Call it the 55-25 rule. Can quarterback “X” throw 550-plus times and/or rush for 250 yards? Those are your top targets.

I’ve laid out my current best-ball QB rankings/tiers so you can better recognize the groups of players you should be targeting for the highest ROI.

Andrew Erickson’s Best Ball Quarterback Rankings & Tiers


Tier 1

The creme de la creme of the quarterback position is the first tier. I envision scenarios where any of these guys can finish top three, if not No. 1 overall, at the quarterback position. They are proven commodities who have either already done it or achieved top-tier status in spurts. I’d do my best to acquire at least one of these signal-callers in my best ball drafts while also trying to get the best value. Therefore whichever one the market deems as the clear-cut No. 1 quarterback – I likely will not be drafting except in stacking scenarios.

Justin Fields seems the most logical target factoring in his upside and price. He finished last season as QB6 in points per game (20.6). And in his 11 games played from Weeks 5-17…Fields ranked as the QB5 in points per game (24.1). The Bears are littered with cap space to add playmakers to Fields’ disposal, making him an easy candidate for a significant Year 3 leap.

Tier 2

I don’t feel as great about these guys finishing among the league’s top fantasy QBs because they either haven’t done it yet or haven’t done it in some time. But each has flashed the ceiling at some point which has me interested in drafting them.
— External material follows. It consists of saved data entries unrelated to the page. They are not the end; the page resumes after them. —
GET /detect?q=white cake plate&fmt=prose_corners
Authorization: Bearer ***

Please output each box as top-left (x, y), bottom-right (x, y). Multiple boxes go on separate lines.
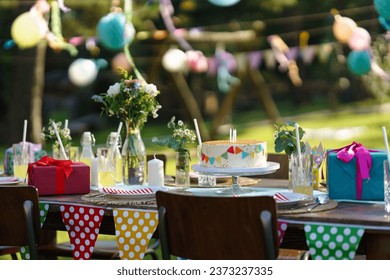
top-left (191, 161), bottom-right (280, 195)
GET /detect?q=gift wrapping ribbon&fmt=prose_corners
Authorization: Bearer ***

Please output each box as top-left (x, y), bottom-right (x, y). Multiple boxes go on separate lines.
top-left (28, 156), bottom-right (73, 194)
top-left (331, 142), bottom-right (373, 200)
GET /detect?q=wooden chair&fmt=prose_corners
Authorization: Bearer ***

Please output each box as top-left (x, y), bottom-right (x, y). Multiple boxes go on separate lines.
top-left (0, 185), bottom-right (41, 260)
top-left (259, 153), bottom-right (289, 179)
top-left (156, 191), bottom-right (279, 259)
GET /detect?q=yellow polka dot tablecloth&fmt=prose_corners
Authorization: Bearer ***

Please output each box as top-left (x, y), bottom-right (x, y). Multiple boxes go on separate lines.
top-left (304, 224), bottom-right (365, 260)
top-left (113, 209), bottom-right (158, 260)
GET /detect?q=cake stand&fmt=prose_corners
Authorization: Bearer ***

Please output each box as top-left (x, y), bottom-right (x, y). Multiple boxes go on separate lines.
top-left (191, 162), bottom-right (280, 196)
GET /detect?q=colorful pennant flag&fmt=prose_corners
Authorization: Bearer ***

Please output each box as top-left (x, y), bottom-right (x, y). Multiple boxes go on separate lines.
top-left (113, 209), bottom-right (158, 260)
top-left (60, 205), bottom-right (105, 260)
top-left (304, 224), bottom-right (365, 260)
top-left (277, 221), bottom-right (288, 245)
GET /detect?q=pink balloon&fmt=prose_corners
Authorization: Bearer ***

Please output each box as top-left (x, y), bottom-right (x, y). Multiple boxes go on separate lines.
top-left (348, 27), bottom-right (371, 50)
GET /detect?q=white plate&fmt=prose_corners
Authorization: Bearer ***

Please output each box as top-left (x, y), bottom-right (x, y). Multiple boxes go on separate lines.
top-left (99, 184), bottom-right (168, 199)
top-left (170, 187), bottom-right (314, 207)
top-left (0, 177), bottom-right (19, 185)
top-left (191, 162), bottom-right (280, 176)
Specifically, Deshaun Watson seems like a potential best-ball quarterback winner if he can recapture a QB1 overall form from his days with the Houston Texans. His return in 2022 was horrible, but it’s excusable based on so much missed time. He has weapons ranging from Amari Cooper to David Njoku and an entire offseason to prepare as the Browns’ full-time starter in 2023.

Tier 3

This next tier contains the steady bodies. Included are a surplus of quarterbacks who probably don’t have an elite upside – or have other glaring issues – but are still useful in the best-ball format because of the consistency they can bring to the table. It’s the sweet spot to draft your second fantasy QB2 at value. Remember, you need to draft two “good” quarterbacks in the best-ball format, which is a different approach from traditional redraft leagues.
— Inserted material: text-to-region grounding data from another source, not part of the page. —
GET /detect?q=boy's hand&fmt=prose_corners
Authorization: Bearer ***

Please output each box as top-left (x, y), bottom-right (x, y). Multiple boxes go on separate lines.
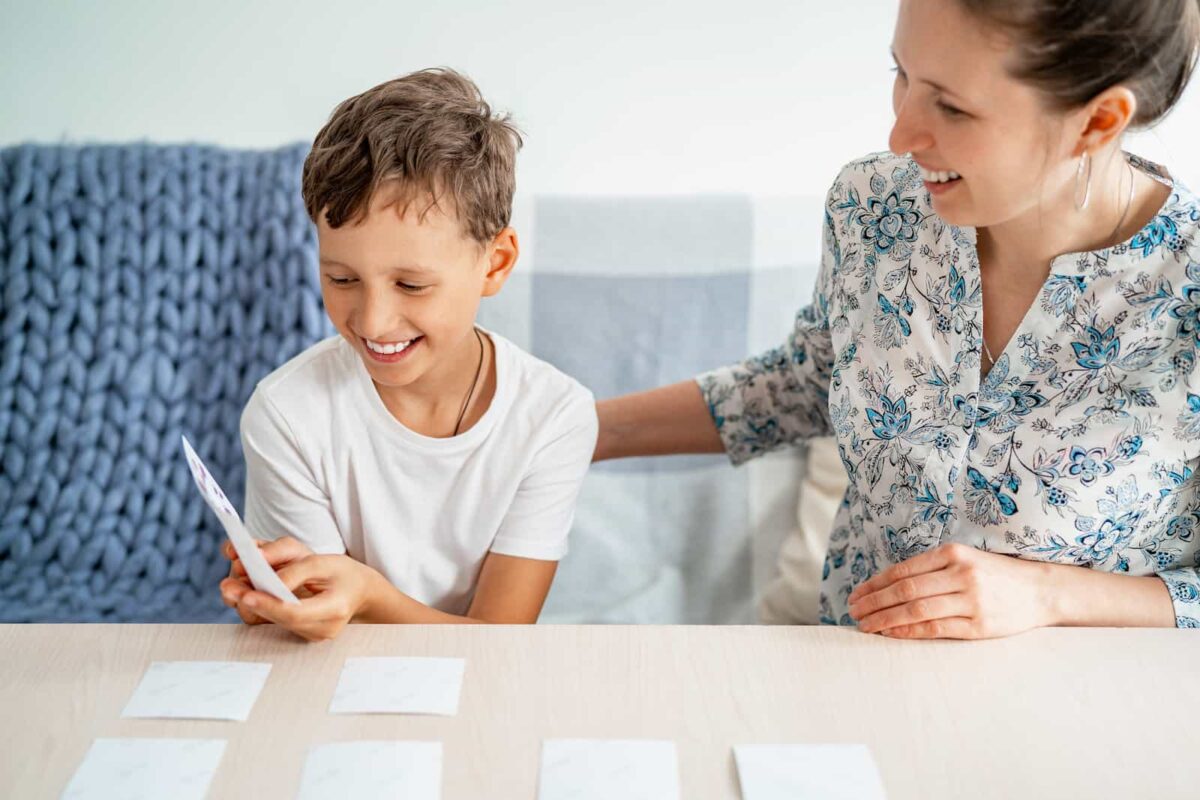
top-left (219, 536), bottom-right (315, 625)
top-left (232, 553), bottom-right (382, 642)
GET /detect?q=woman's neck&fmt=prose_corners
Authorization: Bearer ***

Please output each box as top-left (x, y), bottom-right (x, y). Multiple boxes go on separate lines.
top-left (978, 151), bottom-right (1167, 275)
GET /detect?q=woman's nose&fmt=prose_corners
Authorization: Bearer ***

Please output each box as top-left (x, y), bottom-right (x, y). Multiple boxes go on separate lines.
top-left (888, 98), bottom-right (935, 158)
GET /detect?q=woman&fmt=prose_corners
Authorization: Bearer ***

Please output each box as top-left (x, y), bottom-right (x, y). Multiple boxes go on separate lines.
top-left (595, 0), bottom-right (1200, 638)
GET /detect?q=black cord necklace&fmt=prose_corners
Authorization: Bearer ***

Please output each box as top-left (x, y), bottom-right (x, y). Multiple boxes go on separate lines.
top-left (452, 328), bottom-right (485, 437)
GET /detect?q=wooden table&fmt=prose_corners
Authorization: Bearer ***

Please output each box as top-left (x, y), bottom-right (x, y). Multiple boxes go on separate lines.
top-left (2, 624), bottom-right (1197, 799)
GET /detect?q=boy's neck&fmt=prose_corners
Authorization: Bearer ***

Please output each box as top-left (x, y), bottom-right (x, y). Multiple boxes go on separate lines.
top-left (374, 328), bottom-right (497, 438)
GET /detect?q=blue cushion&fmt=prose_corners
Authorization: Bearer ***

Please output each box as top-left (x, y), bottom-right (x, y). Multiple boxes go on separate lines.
top-left (0, 143), bottom-right (332, 621)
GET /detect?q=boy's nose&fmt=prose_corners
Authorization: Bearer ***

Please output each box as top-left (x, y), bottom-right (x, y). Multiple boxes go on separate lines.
top-left (357, 291), bottom-right (403, 340)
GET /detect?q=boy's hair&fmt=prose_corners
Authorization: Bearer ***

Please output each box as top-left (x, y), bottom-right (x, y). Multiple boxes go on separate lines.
top-left (301, 68), bottom-right (523, 245)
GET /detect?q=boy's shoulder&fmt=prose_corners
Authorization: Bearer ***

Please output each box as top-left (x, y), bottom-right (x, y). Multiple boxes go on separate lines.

I like Russell Wilson in this range, and I am betting on him to bounce back after a disastrous first season with the Denver Broncos. New head coach Sean Payton and healthy offensive weapons should pay dividends for Russ to return to the good graces of fantasy managers. His days as an elite asset are long gone with his decline in rushing, but what he showed without Nathaniel Hackett in the Broncos’ last two games — 8.1 yards per attempt and two passing TDs per game — have me intrigued.

Tier 4

Outside the top three tiers, it becomes more of a crapshoot. It’s mostly filled with younger QBs (or rookies) that been inconsistent up to this point in their NFL careers. Ideally, you aren’t selecting any of these guys as your locked-and-loaded fantasy QB2 because they come with much scarier floors. They are much better bets as QB3s. However, the risk is fully baked into the suppressed cost, making them super valuable if they drastically beat their ADP.
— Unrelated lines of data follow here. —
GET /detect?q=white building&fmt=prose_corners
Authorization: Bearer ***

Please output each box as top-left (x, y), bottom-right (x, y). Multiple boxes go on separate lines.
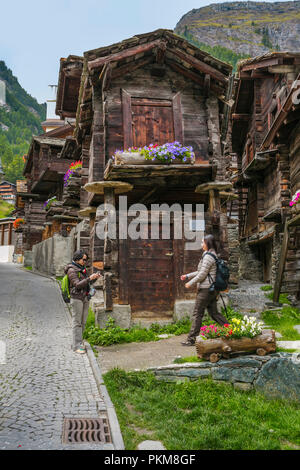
top-left (41, 85), bottom-right (65, 133)
top-left (0, 80), bottom-right (6, 106)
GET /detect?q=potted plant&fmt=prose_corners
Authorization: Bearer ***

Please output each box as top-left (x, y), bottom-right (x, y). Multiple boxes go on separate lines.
top-left (43, 196), bottom-right (57, 211)
top-left (63, 160), bottom-right (83, 187)
top-left (195, 316), bottom-right (276, 363)
top-left (113, 142), bottom-right (195, 165)
top-left (13, 218), bottom-right (25, 232)
top-left (290, 189), bottom-right (300, 215)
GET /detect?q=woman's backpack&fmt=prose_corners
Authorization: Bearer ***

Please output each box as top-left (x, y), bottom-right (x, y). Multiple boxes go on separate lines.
top-left (205, 252), bottom-right (230, 292)
top-left (60, 272), bottom-right (80, 303)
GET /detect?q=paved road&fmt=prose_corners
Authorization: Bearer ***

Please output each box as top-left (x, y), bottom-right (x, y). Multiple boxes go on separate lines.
top-left (0, 263), bottom-right (113, 450)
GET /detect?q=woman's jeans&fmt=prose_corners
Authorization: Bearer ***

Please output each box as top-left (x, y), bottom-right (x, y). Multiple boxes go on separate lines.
top-left (70, 297), bottom-right (90, 350)
top-left (187, 288), bottom-right (228, 343)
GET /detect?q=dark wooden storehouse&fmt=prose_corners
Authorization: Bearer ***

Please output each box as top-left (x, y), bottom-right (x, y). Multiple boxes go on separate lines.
top-left (75, 29), bottom-right (235, 323)
top-left (22, 135), bottom-right (76, 249)
top-left (231, 52), bottom-right (300, 299)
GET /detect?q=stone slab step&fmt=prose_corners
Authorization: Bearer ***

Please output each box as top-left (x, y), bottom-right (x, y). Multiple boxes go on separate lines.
top-left (277, 340), bottom-right (300, 350)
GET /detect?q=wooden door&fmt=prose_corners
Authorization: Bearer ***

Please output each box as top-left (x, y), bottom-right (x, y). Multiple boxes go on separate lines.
top-left (121, 220), bottom-right (175, 317)
top-left (131, 99), bottom-right (175, 147)
top-left (122, 90), bottom-right (183, 149)
top-left (261, 240), bottom-right (272, 283)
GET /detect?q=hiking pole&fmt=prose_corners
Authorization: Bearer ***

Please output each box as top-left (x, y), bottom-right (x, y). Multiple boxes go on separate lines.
top-left (219, 293), bottom-right (228, 320)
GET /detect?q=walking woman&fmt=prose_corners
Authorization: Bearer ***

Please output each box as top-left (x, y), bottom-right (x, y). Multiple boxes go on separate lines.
top-left (180, 234), bottom-right (228, 346)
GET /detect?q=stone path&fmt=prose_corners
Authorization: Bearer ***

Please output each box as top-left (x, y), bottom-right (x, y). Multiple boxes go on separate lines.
top-left (227, 280), bottom-right (270, 315)
top-left (96, 334), bottom-right (192, 374)
top-left (0, 263), bottom-right (114, 450)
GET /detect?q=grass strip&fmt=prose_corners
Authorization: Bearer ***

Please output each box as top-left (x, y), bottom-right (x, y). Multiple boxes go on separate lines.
top-left (103, 369), bottom-right (300, 450)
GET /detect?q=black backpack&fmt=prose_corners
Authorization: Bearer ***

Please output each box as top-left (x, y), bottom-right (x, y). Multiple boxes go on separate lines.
top-left (205, 252), bottom-right (230, 292)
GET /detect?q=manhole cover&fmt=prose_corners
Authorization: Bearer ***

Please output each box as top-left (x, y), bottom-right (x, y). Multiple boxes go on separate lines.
top-left (62, 416), bottom-right (112, 444)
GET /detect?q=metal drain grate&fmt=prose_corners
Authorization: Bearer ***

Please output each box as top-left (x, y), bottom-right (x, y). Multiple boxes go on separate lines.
top-left (62, 417), bottom-right (112, 444)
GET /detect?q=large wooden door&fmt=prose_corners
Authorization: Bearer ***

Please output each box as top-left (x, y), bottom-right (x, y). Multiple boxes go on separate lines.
top-left (120, 220), bottom-right (175, 317)
top-left (131, 98), bottom-right (175, 147)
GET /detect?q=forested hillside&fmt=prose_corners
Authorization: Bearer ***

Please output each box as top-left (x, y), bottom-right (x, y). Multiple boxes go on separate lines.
top-left (0, 61), bottom-right (46, 184)
top-left (175, 1), bottom-right (300, 69)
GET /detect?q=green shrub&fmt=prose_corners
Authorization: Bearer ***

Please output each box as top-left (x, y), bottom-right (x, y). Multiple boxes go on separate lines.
top-left (260, 285), bottom-right (273, 291)
top-left (84, 316), bottom-right (190, 347)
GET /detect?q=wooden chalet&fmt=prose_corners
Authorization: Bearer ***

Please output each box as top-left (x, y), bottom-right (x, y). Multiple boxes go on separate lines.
top-left (75, 29), bottom-right (235, 322)
top-left (21, 135), bottom-right (78, 249)
top-left (232, 52), bottom-right (300, 298)
top-left (0, 180), bottom-right (16, 205)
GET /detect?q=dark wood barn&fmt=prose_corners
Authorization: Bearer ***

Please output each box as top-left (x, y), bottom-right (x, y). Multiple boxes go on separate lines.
top-left (231, 52), bottom-right (300, 299)
top-left (74, 29), bottom-right (235, 323)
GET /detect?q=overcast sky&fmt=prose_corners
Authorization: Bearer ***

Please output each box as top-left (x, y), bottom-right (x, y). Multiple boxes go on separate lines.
top-left (1, 0), bottom-right (290, 104)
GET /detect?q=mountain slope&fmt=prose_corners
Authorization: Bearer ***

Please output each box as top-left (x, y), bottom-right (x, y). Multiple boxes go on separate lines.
top-left (0, 61), bottom-right (46, 184)
top-left (175, 1), bottom-right (300, 65)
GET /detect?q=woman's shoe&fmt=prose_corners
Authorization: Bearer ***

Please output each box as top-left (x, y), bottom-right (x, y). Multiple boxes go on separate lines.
top-left (181, 340), bottom-right (195, 346)
top-left (75, 347), bottom-right (86, 354)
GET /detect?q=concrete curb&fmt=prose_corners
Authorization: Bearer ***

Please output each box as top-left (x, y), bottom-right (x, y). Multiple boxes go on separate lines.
top-left (84, 340), bottom-right (125, 450)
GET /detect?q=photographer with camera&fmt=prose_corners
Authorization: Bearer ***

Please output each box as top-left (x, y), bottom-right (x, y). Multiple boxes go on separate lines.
top-left (64, 250), bottom-right (101, 354)
top-left (180, 234), bottom-right (228, 346)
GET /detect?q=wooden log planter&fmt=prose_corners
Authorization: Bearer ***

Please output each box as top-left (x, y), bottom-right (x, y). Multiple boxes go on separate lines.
top-left (113, 151), bottom-right (195, 166)
top-left (195, 329), bottom-right (276, 363)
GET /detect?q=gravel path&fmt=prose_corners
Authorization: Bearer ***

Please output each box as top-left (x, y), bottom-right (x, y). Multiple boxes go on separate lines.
top-left (0, 263), bottom-right (113, 450)
top-left (96, 334), bottom-right (194, 374)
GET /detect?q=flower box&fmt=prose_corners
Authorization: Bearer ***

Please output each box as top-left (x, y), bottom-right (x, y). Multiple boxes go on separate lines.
top-left (113, 151), bottom-right (195, 166)
top-left (195, 329), bottom-right (276, 363)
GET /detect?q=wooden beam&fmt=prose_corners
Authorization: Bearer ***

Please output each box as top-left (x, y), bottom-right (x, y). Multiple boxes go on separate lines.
top-left (118, 238), bottom-right (129, 304)
top-left (100, 63), bottom-right (112, 91)
top-left (168, 46), bottom-right (228, 84)
top-left (166, 59), bottom-right (225, 100)
top-left (88, 39), bottom-right (162, 71)
top-left (273, 219), bottom-right (289, 303)
top-left (111, 56), bottom-right (153, 80)
top-left (156, 40), bottom-right (167, 64)
top-left (204, 74), bottom-right (210, 97)
top-left (172, 92), bottom-right (183, 143)
top-left (268, 65), bottom-right (297, 74)
top-left (251, 71), bottom-right (273, 79)
top-left (241, 57), bottom-right (281, 72)
top-left (208, 189), bottom-right (221, 213)
top-left (232, 113), bottom-right (251, 121)
top-left (122, 89), bottom-right (133, 150)
top-left (103, 187), bottom-right (117, 311)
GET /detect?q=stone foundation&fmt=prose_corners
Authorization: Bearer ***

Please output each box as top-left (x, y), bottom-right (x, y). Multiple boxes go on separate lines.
top-left (227, 223), bottom-right (240, 284)
top-left (23, 250), bottom-right (33, 267)
top-left (239, 241), bottom-right (263, 281)
top-left (96, 304), bottom-right (132, 329)
top-left (149, 353), bottom-right (300, 401)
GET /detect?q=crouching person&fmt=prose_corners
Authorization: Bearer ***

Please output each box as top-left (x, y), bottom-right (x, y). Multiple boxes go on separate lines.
top-left (65, 250), bottom-right (101, 354)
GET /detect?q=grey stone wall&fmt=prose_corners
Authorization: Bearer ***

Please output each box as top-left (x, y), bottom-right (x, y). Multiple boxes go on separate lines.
top-left (149, 353), bottom-right (300, 401)
top-left (239, 240), bottom-right (263, 281)
top-left (32, 234), bottom-right (73, 277)
top-left (23, 250), bottom-right (33, 267)
top-left (227, 223), bottom-right (239, 284)
top-left (271, 225), bottom-right (282, 286)
top-left (31, 219), bottom-right (91, 277)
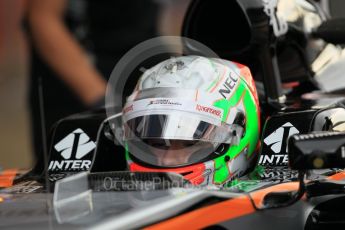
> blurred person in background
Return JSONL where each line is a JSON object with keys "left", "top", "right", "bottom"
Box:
{"left": 0, "top": 0, "right": 31, "bottom": 169}
{"left": 26, "top": 0, "right": 163, "bottom": 162}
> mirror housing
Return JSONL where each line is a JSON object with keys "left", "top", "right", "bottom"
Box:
{"left": 288, "top": 132, "right": 345, "bottom": 170}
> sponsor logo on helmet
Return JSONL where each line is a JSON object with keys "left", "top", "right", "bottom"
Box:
{"left": 218, "top": 71, "right": 238, "bottom": 99}
{"left": 196, "top": 104, "right": 222, "bottom": 118}
{"left": 147, "top": 99, "right": 182, "bottom": 106}
{"left": 49, "top": 129, "right": 95, "bottom": 171}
Mac Jones is the quarterback I am gravitating toward as a late-round option, with hopes he can carve out usage as a steady body (similar to Tier 3) at a fraction of the cost. Jones surprisingly had a pretty decent alive rate last season (7%, 12th) despite him finishing 36th in fantasy points per game among QBs. Woof. Keep in mind that when Jones operated from a clean pocket (a sticky stat for QBs from year to year), he was PFF’s 5th-highest passer. Things can only improve with Jones in Year 3 with Bill O’Brien returning to the Patriots as the offensive coordinator for the first time since 2011.

Pittsburgh Steelers quarterback Kenny Pickett could also experience growth in Year 2 after finishing his rookie season on a high note. From Weeks 12-18, Pickett was PFF’s highest-graded quarterback. He also added 235 rushing yards on the ground, putting him close to that desired 250 rushing yards threshold we should be aiming for our fantasy QBs to hit.